My first thought was that smelt dipping is just another way of saying using chewing tobacco. My second thought was it had something to do with extracting minerals from ore (like copper, silver, etc.) because this is also known as smelting. Turns out I was way off on both thoughts.
The first time I heard of dipping smelt was about 28 years ago. I worked for two bosses who decided I needed to find out what this was all about. They said, “The smelt are running on the Cowlitz!” What? OK, smelt are a small fish, the Cowlitz is a river in Southwest Washington running through Kelso. You don’t catch these fish with a fishing pole, but scoop them up in a net. That’s why it’s known as “dipping.” So we jumped in their car and ran down there. We took a net and went to the river and – nothing. Gee, that was fun. David had tried it many years ago too, without success.
I never thought much more about it, although I heard a lot of people talking about it over the years. They would say how the smelt run used to be so thick you could just go down and dip net after net of the little fishes. But over the years the run got smaller and smaller until it finally became a protected species and smelt-dipping was no longer allowed – until recently. This is the second year that limited time has been opened to allow smelt-dipping.
This past Saturday was one of those dates. We already had plans to go to Portland for the day when we heard about it, but as we drove down I-5 we could see the Cowlitz and a lot of people were out on it. David couldn’t stand it, he had to check it out so we got off the freeway and headed down to the river. It was packed with people, but many were leaving. Not only is the date set, but so is the time – you can only fish from 6am to noon and it was just before noon when we got there.
I saw a couple who looked friendly and asked if I could talk to them. Pat and Dick Lindeman are their names and they were very friendly and helpful. They even offered to let us use their equipment next weekend since there is another catch date set for February 14. They showed us their catch, which was the limit, and said they got it in only 2 scoops! Now that’s starting to sound like the stories I have heard!
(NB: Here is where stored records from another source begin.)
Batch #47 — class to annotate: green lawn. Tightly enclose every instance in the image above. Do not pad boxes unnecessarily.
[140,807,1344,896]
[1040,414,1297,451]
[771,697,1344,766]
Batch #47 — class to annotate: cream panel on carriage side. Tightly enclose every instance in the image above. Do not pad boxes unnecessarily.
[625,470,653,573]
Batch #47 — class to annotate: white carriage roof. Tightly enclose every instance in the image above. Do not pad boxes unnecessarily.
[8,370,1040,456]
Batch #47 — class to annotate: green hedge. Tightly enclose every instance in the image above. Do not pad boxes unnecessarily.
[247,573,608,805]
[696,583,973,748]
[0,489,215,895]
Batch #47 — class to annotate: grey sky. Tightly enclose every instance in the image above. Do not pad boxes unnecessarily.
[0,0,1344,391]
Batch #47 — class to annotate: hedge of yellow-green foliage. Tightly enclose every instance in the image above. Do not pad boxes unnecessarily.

If you’re wondering what to do with smelt, Dick said that he will freeze some to use for bait, smoke some, and fry some.
Another nice part about smelt-dipping is that no license is needed, just a net, a bucket, and some good shoes to slog through the mud on the side of the river. Be sure to follow the rules, take only your limit – we want to make sure we do our part to help bring this fish back to its natural run, and we can do that by fishing responsibly. And even though you don’t need a license, if you are fishing past noon you can get a ticket for that, as well as if you go over your limit.
So where will we be on Valentine’s Day? You got it – smelt-dipping!